Which brings me back to Fellini’s charge that one shouldn’t consult methods of divination too much and that intent has a lot to do with the outcome especially where self-fulfilling prophesies are concerned. But this still leaves open the question of fate vs. free will. We like to think, think being the operative word, that we have free will. But the material sciences, and/or spirituality, have taught us that within and outside of ourselves there is much more going on beneath the surface. Regardless, does the mind, especially our conscious perceiving mind, have the ability to govern fate? I believe yes, but the percentage is small. Also, as Carl Jung noted, when the conscious ego becomes inflated, when we try to become gods controlling fate, we are invariably slapped back down by nature via tragedy. Yet this does not imply an entirely deterministic existence.

If we have the ability to freeze phenomena, like an individual’s birth as symbolized through a natal chart, through the art of astrology, at least for a moment, we are gifted a glimpse into something beyond space and time because a birth chart, and any astrology chart, is a snapshot in time—but it doesn’t stop time. It is a chance to reflect and glean new insights garnered from a process largely governed by chance. This is where I’ve struggled a bit. Is chance deterministic? Is there a set order of numbers, directions of particles, and movement of light that is destiny? Yes and no, because we know that when we look at something, the observer effect, we change it. However, that does not mean we receive a blank check for free will, and regardless of our perspective, massive forces forever flow beyond our control.

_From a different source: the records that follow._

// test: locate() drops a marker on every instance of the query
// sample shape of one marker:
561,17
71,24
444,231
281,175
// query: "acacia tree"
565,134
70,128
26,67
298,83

So again, it goes back to Fellini, who started as a gag writer and artist, and in his words, ended up a philosopher. In astrological terms, this progression would look something like Gemini to Sagittarius, curiosity to knowledge. The only question is, what are your questions? And will you love them enough to believe in them and hopefully receive divine revelation? Or, will you fearfully seek the answers that may never come?